Motorcycle Modus in Caloocan City: Hit and Extort
The Christmas spirit is already in the air now that the Ber months are here. Unfortunately, our fellow countrymen are also thinking of new ways to extort money from car owners. On October 23, 2014, I was travelling along Heroes Del 96 Street in Caloocan City (near University of the East in Samson Road, Caloocan City). The road was pretty bad as I hit the brakes before a hole and a hump along the road.
There was this motorcycle rider without a plate number and under registration with the LTO (Yamaha Brand) in front of me who also slowed down as he approached the hump. Suddenly, he tried to avoid the fall to the left as he went off-balance because of the bad pavement. Then he stopped and stared at me in a very bad way. I wondered what happened because I did not feel any bump on my car and I’m pretty sure I did not hit his motorcycle.
Heroes Del 96 Street in Caloocan City
Bystanders then came from the side. I didn’t bother to get out of the car because I knew I did not hit him. As people gathered around my car, I realised that things might get bad and one of the “gang leaders” came to me and asked me to talk to the “victim”. I had no choice but to talk to him as I knew this wouldn’t get anywhere if I still refused to step out of the car.
That’s when they began to make up stories, pretending that they saw what happened – that I bumped the motorcycle and the victim went out of balance because of it. I was in a bit of a panic and forgot to take pictures of the scene and the motorcycle unit as I feared that the bystanders might rob me of my belongings. I took the pictures of the scene the day after the incident instead.
Accident Location. Take a good look at the hump; it is designed to let you fall first before going up the hump.
The “victim” kept scratching his head as he didn’t know what to do with his motorcycle. He kept talking to me, asking “paanu na?” (now what?). I told him there was no damage on my bumper. I even ran my hands on my front bumper and found no scratch nor dents. I tried to look at the rear of his motorcycle and there was no damage, either. He told me to take a good look and still I didn’t see any problem. Then he showed me his mud guard had been sucked into the wheel. I was shocked. How on earth could that even happen when travelling at a mere 2-3 kph? And even if I did bump the mud guard, the chances of it getting sucked inside are very slim unless I was travelling at a faster rate.
The bystanders began to tell stories about him hitting the bottom of my bumper and that’s when I shouted at them. “Kung wala kayo magawa dyan sa tabi, wag na kayo gumawa ng story ninyo. Kami nagaareglo dito at huwag na kayo makialam, puwede ba?” (If you don’t have anything to do, don’t make up stories. We are haggling to a common agreement, please do not bother us, okay?)
Another clear shot of the accident place.

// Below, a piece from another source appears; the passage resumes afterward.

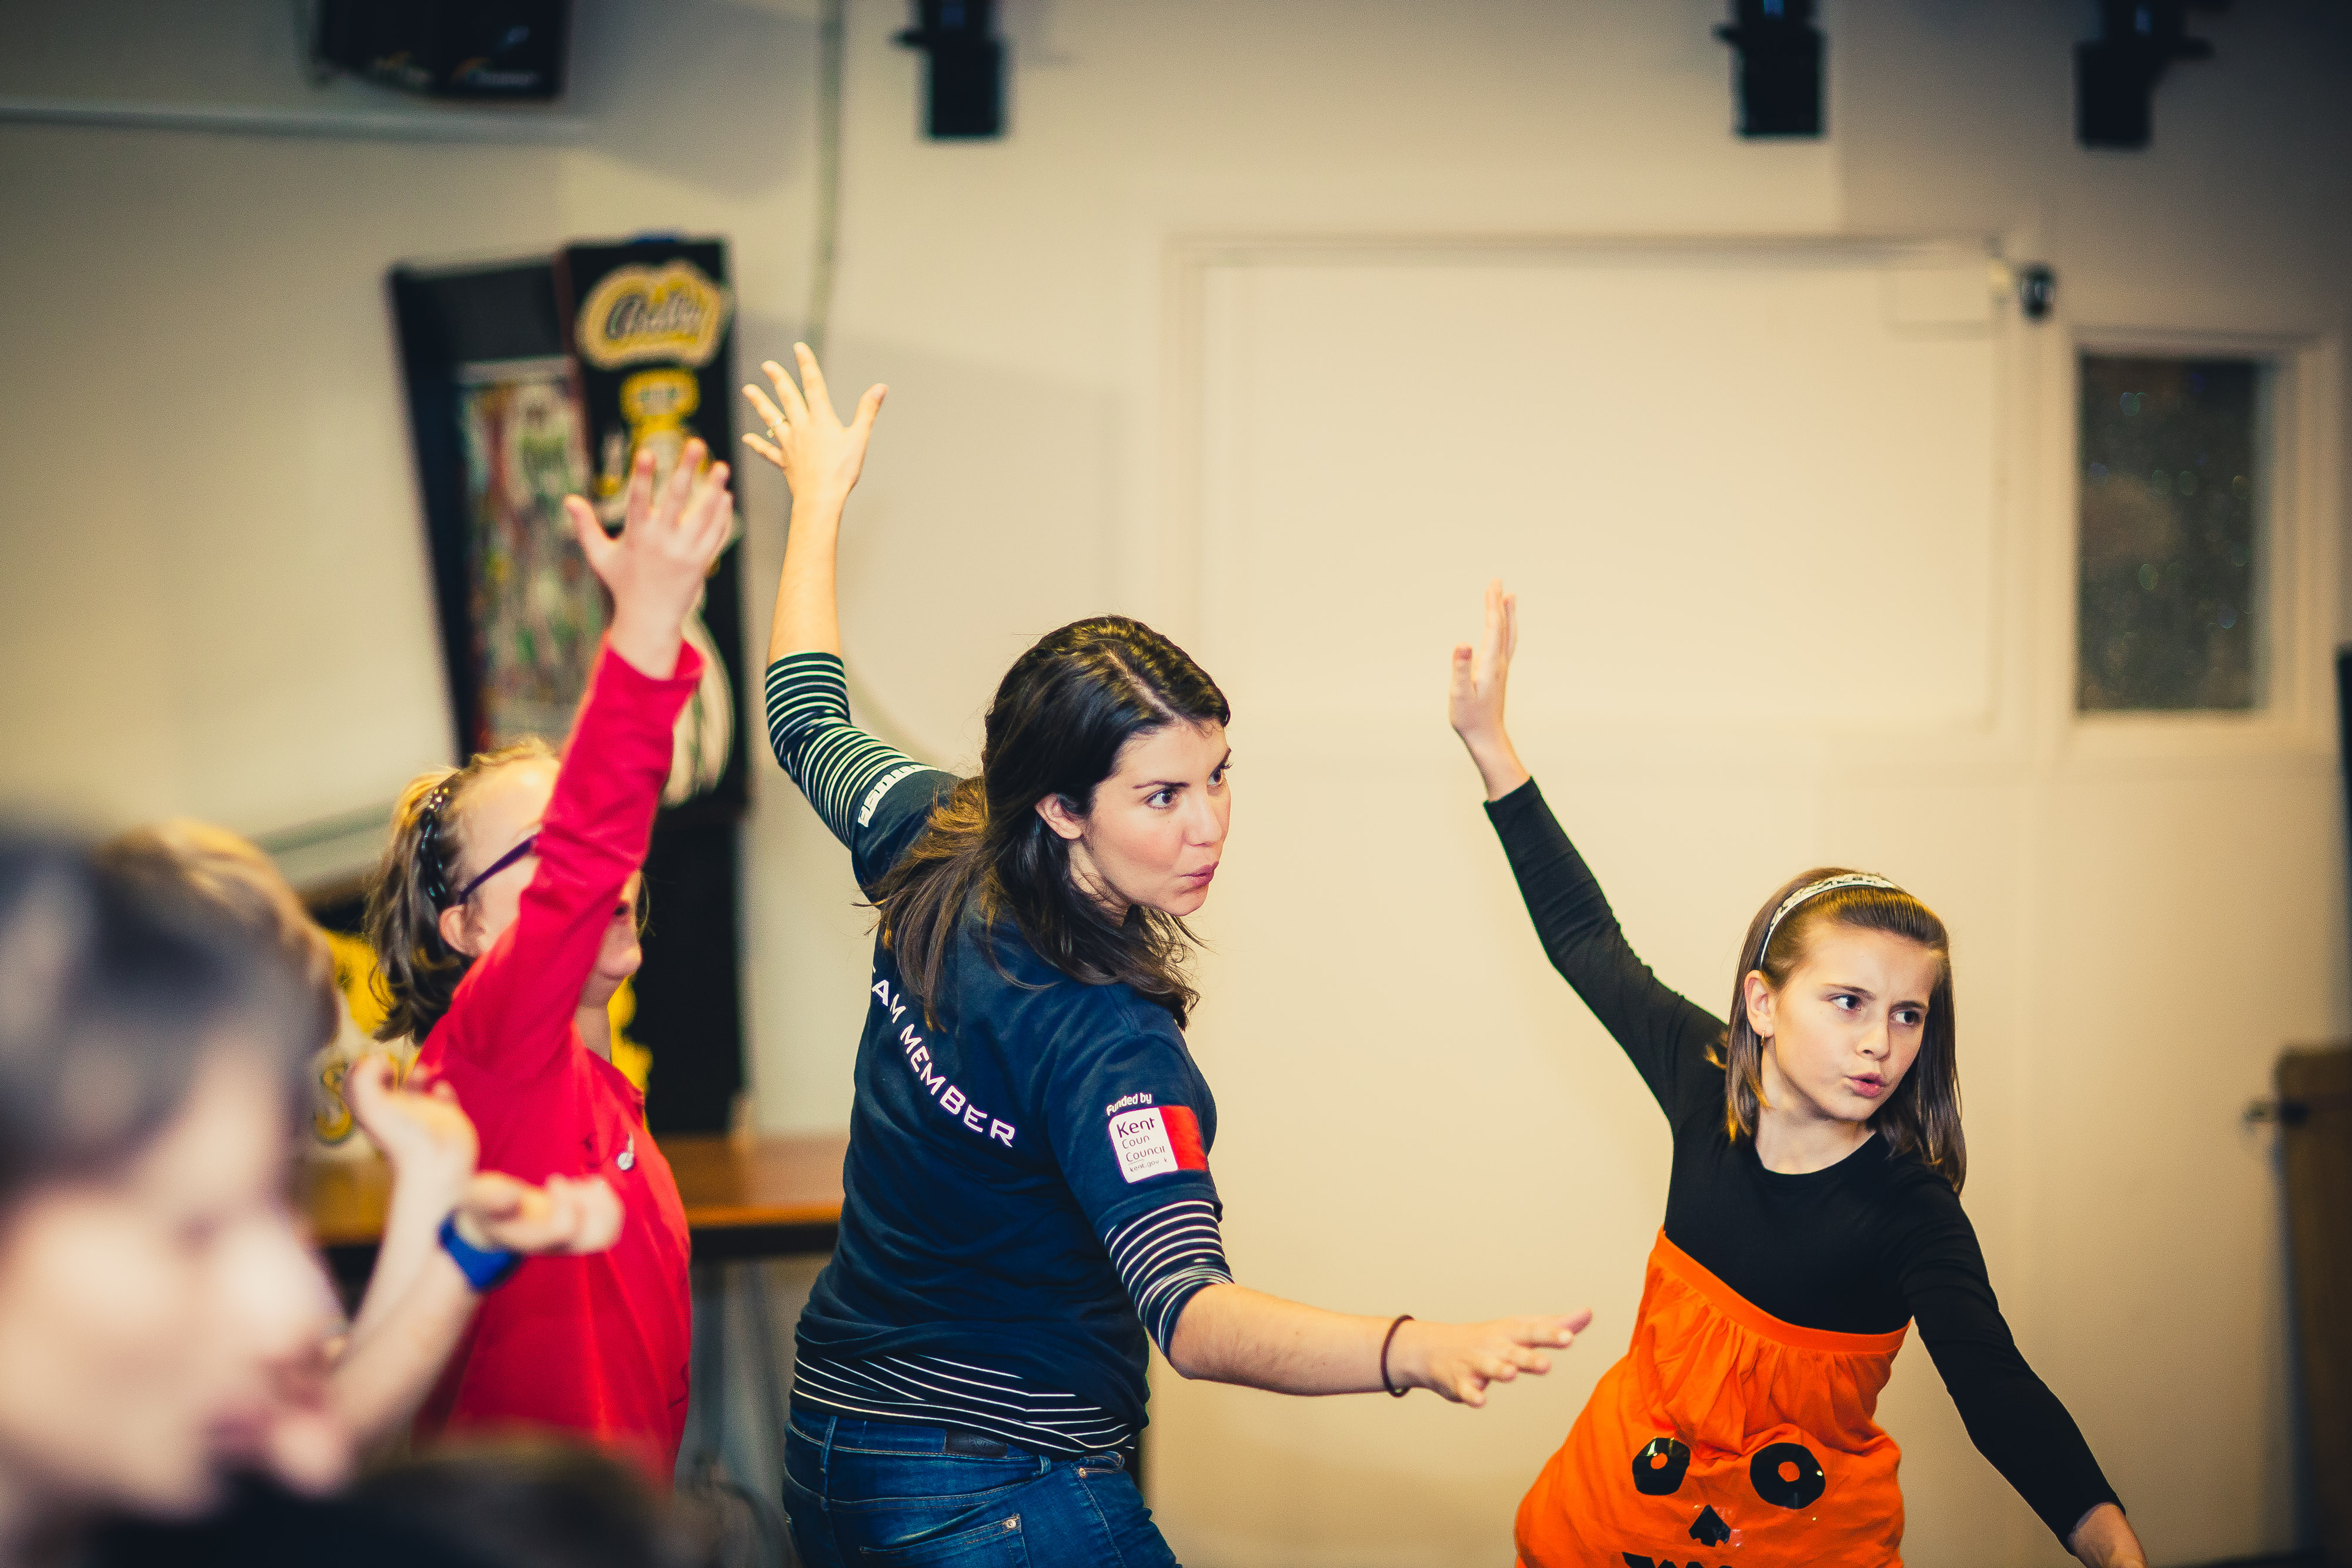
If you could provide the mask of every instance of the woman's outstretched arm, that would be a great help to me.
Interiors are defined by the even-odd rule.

I started to recall the Bigas Car Gang Scam incident, which was pretty similar to this one. The victim pretends to get hit and extorts money from you. So, I told him I would give him Php300 to buy a replacement and he said that would only buy him a fake one, not an original YAMAHA one. Then he asked for Php1,000, which I said was too much. After all, I had bought 4 mudguards for my car at only Php1,200. As we haggled down, he extorted Php500 from me.
The place where the bystanders are hiding before the accident happened.
I am an engineer by profession. As I recalled the incident later that night, I realised that the mudguard was perfectly bended inside. It should have been twisted or broken in some way. Lesson learned: try not to tailgate the vehicle in front of you. Keep a distance of around 1 meter at the very least. I was not even tailgating him and yet I got scammed.
My hand drawing illustration of what the mud guard of the motorcycle looked like assumed that it got bumped by me
When in Manila, be informed of new scams around the Metro! Be smarter than the scams and scammers out there to protect yourself and your family!